Caricamento in corso...
07 marzo 2013

Stramaccioni contro Villas-Boas, quando la sfida è Special

print-icon
vil

Strama e Avb hanno un anno di differenza, ma il tecnico del Tottenham è già alla quarta stagione in prima squadra. Con un piccolo triplete (Campionato, Coppa, Europa League) con il Porto -

Tottenham-Inter è anche il confronto tra (presunti) eredi di José Mourinho. Somiglianze, differenze, confronti tra gli allenatori della sfida di White Hart Lane

Special Two contro Special Three. L'ottavo di finale di Londra tra Tottenham-Inter è anche il confronto tra André Villas-Boas e Andrea Stramaccioni, due dei “discepoli” veri (o presunti) di Josè Mourinho. Ecco in cosa si somigliano e in cosa sono diversi i tecnici in panchina a White Hart Lane

L'avvocato e il conte – André&Andrea. Un anno di differenza (Strama classe '76, AVB '77) e nella biografia qualche similitudine. Entrambi di estrazione borghese (papà architetto e mamma insegnante per il nerazzurro, padre ingegnere chimico con ascendenze nobili e madre imprenditrice per il portoghese) e senza nessuna esperienza sul campo nel calcio che conta. Villas-Boas giocava per diletto e senza molte pretese, Stramaccioni, buon difensore e con una laurea in giurisprudenza, è stato fermato da un infortunio, mentre era al Bologna, nella sua prima partita da professionista, Bologna-Empoli dell'ottobre 1994.
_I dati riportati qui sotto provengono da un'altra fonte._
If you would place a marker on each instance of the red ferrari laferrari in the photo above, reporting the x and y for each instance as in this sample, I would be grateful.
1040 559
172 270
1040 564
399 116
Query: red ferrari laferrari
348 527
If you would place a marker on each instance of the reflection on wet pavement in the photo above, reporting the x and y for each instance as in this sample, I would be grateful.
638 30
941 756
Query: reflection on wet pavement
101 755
Il “raccomandato” e l'outsider – L'approccio alla panchina dei due è opposto. O quasi. AVB è stato subito al top: a 16 anni è stato assunto dal suo vicino di casa Sir Bobby Robson come osservatore per il Porto, a 21 guidava le Isole Vergini Britanniche, a 32 dopo 10 anni al seguito di Mourinho esordiva in Prima divisione portoghese con l'Acadamica Coimbra, a 34 vinceva l'Europa League con i Dragoni . Stramaccioni ad arrivare in prima squadra ci ha impiegato dodici anni, facendo un po' di gavetta dai giovanissimi dell'AZ Sport di Roma nel 2000, alla Primavera dell'Inter nell'estate 2011, con cui ha conquistato la NextGen Series, la Champions League di categoria.
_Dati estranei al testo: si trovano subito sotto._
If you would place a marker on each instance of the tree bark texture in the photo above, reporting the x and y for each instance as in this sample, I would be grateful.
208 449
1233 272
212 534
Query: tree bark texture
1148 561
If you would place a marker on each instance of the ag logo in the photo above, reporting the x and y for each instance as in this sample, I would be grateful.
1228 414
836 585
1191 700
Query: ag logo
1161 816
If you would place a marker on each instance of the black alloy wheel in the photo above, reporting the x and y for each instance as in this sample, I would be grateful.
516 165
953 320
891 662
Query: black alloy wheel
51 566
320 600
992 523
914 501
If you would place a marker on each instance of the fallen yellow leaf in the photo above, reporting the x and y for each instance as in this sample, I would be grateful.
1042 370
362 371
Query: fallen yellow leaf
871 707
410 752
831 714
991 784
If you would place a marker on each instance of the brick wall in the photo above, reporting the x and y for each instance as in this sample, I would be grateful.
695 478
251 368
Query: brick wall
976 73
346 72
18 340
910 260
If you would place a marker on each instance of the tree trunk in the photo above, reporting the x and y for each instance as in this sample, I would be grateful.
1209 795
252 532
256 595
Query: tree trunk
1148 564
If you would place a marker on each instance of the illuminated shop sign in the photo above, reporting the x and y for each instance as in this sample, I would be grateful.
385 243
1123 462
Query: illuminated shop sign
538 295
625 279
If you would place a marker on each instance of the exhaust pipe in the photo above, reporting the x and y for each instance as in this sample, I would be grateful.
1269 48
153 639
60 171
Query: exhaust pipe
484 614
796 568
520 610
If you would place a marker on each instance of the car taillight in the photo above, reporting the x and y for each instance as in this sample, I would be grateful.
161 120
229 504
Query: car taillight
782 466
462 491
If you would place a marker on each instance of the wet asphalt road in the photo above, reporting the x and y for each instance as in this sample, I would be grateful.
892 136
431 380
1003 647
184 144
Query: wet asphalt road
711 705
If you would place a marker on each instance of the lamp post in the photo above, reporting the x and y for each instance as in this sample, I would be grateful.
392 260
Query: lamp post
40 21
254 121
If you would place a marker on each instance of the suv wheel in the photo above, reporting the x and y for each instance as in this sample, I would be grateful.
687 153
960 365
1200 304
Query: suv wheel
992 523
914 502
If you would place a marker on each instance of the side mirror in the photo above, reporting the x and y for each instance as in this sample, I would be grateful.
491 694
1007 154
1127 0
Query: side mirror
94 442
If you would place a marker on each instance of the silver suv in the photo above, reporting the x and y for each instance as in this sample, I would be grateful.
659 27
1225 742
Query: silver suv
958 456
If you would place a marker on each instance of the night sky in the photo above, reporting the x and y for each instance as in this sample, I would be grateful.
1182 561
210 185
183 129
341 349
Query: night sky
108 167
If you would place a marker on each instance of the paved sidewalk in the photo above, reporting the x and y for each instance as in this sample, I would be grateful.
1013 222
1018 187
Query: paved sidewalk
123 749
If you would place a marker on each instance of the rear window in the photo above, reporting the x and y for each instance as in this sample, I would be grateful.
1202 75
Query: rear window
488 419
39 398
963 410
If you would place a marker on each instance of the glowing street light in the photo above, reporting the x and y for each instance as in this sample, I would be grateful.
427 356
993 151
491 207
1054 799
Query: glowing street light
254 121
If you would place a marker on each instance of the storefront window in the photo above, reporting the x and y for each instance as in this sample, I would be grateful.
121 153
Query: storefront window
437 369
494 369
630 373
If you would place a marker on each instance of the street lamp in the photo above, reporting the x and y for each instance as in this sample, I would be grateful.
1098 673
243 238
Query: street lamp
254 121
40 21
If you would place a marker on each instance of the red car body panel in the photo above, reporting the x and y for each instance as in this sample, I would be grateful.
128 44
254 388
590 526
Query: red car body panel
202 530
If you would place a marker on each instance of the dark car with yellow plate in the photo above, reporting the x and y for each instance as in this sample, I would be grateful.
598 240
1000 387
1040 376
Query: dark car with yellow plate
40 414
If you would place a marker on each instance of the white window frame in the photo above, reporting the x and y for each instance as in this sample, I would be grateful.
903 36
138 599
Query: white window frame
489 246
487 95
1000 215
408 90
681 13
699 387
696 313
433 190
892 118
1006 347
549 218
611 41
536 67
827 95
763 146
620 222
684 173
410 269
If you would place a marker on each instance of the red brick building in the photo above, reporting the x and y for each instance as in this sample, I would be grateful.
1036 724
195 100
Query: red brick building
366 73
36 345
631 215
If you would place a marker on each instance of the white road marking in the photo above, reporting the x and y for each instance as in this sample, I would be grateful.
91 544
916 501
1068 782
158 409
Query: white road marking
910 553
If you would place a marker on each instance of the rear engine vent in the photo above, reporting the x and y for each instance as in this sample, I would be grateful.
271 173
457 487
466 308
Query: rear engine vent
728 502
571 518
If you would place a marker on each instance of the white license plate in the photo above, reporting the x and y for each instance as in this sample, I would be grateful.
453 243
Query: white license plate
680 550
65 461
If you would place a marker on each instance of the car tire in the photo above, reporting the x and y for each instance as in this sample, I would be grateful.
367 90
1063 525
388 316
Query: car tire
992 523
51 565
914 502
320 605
L'insostenibile pesantezza di Mou - AVB, Strama e Mourinho. Dello Special One Villas Boas è stato tutto o quasi. Al Porto, al Chelsea e all'Inter l'attuale tecnico del Tottenham è stato di volta in volta assistente, osservatore degli avversari e vice allenatore del suo connazionale. Stramaccioni invece Mourinho non l'ha mai incrociato né da avversario né da compagno di lavoro. Dello Special One ha un'innata capacità di comunicazione, le esultanze travolgenti e la coscienza nei mezzi propri e della squadra. E la capacità di vincere due derby, uno dei quali in inferiorità numerica.

C'è chi scende e c'è chi sale –
AVB e Strama vivono insieme alle loro squadre due momenti molto diversi. Nonostante il pareggio nel derby e la vittoria in rimonta a Catania l'Inter è in flessione e il gioco che latita e qualche malumore interno non aiutano il tecnico romano. Villas-Boas invece si sta prendendo qualche piccolo rivincita. Dopo l'esonero dal Chelsea e il successo dei Blues in Champions League mezza Europa l'aveva bollato come una versione perdente di Mou. A White Hart Lane sta mantenendo, anche grazie a Gareth Bale, un andamento alto, 21 vittorie su 40 partite, terzo posto in Premier a due punti dal Manchester City, con la terza migliore percentuale di vittorie nella storia del club londinese. E la soddisfazione di togliere 4 punti su 6 alla capolista United, battendola a Old Trafford, primo tecnico degli Spurs dopo 23 anni.